Airline cancellations increase worries about summer travel

More than 1,370 U.S. flights were canceled Thursday after American Airlines canceled 13 percent of its flights, United Airlines canceled 5 percent, and Southwest canceled 3 percent, USA Today reports. The travel woes were primarily linked to storms in Dallas, though more disruptions are expected through the weekend due to inclement weather on the East Coast. More than 2,800 flights were canceled over Memorial Day weekend and more than 20,000 were delayed — and the problems are not expected to ease up this summer. Delta has already announced plans to cut 100 daily flights in the coming months "to mitigate the impact of factors outside their control, like weather" and employee COVID-related absences, while JetBlue is likewise planning to reduce its schedule to better handle the anticipated crush of summer travel.

10

LeBron James is a billionaire

LeBron James has become the first active NBA player to become a billionaire, according to Forbes.
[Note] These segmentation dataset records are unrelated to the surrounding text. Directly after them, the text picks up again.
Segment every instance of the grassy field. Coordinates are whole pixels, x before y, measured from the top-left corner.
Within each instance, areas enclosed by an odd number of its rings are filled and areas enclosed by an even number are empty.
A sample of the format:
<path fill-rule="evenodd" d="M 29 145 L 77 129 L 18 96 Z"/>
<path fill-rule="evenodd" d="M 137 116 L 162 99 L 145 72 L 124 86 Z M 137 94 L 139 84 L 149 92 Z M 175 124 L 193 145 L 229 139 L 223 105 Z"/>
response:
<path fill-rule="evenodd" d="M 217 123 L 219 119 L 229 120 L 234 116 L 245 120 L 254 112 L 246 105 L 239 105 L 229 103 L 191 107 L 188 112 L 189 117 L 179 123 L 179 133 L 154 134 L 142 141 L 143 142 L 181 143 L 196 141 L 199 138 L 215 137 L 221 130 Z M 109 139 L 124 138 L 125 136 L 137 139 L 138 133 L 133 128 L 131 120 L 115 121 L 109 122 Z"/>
The Los Angeles Lakers star reached the milestone "after another monster year of earnings" — $121.2 million last year — and "[maximizing] his business." Forbes cited specifically his "more than $385 million in salary from the Cleveland Cavaliers, Miami Heat, and Los Angeles Lakers" as well as his "upwards of $900 million in income from endorsements and other business ventures" as putting him over the line. James has previously described wanting to become a billionaire as being his "biggest milestone." Michael Jordan, the only other NBA player to reach billionaire status, only hit 10 figures in 2014, after being retired for more than a decade.